Employees (E13–E18) — Fairness & bias perceptions
- (Employees, E13) AI-assisted feedback made the review feel more fair than fully manual feedback.
- (Employees, E14) I worry the AI may amplify bias (e.g., proximity bias, similarity bias, stereotypes).
- (Employees, E15) The AI-assisted feedback accurately reflected my contributions (not just visible work).
- (Employees, E16) I felt the same performance standard was applied to me as to comparable peers.
- (Employees, E17) I worry AI could misread context (e.g., parental leave, part-time, project changes).
- (Employees, E18) The review language avoided “coded” or ambiguous terms (e.g., “not assertive enough”).
Employees (E19–E24) — Psychological safety & trust
- (Employees, E19) I felt comfortable asking whether AI was used in my review.
- (Employees, E20) I felt comfortable challenging AI-influenced wording during the Mitarbeitergespräch.

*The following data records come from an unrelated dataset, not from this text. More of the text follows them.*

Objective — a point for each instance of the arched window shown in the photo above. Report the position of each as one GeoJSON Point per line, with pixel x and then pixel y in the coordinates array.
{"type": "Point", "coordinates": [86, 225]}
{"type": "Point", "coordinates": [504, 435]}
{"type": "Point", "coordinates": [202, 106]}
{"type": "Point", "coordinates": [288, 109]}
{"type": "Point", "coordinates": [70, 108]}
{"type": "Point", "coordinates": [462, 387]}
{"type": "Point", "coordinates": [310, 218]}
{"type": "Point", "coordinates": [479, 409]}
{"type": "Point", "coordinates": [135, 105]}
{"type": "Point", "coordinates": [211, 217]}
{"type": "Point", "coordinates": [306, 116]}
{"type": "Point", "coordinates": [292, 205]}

- (Employees, E21) My manager was open to correcting errors in the review content.
- (Employees, E22) I trust that AI use did not reduce my chance to be heard as a person.
- (Employees, E23) I believe my manager reviewed and owned the final feedback (not “copy-paste”).
- (Employees, E24) I know how to escalate concerns if AI-assisted feedback feels wrong or unfair.
Employees (E25–E30) — Data protection, privacy & consent
- (Employees, E25) I understand what data sources may be used by AI in the review process.
- (Employees, E26) I understand whether chat inputs, notes, or 360° comments can be used as AI inputs.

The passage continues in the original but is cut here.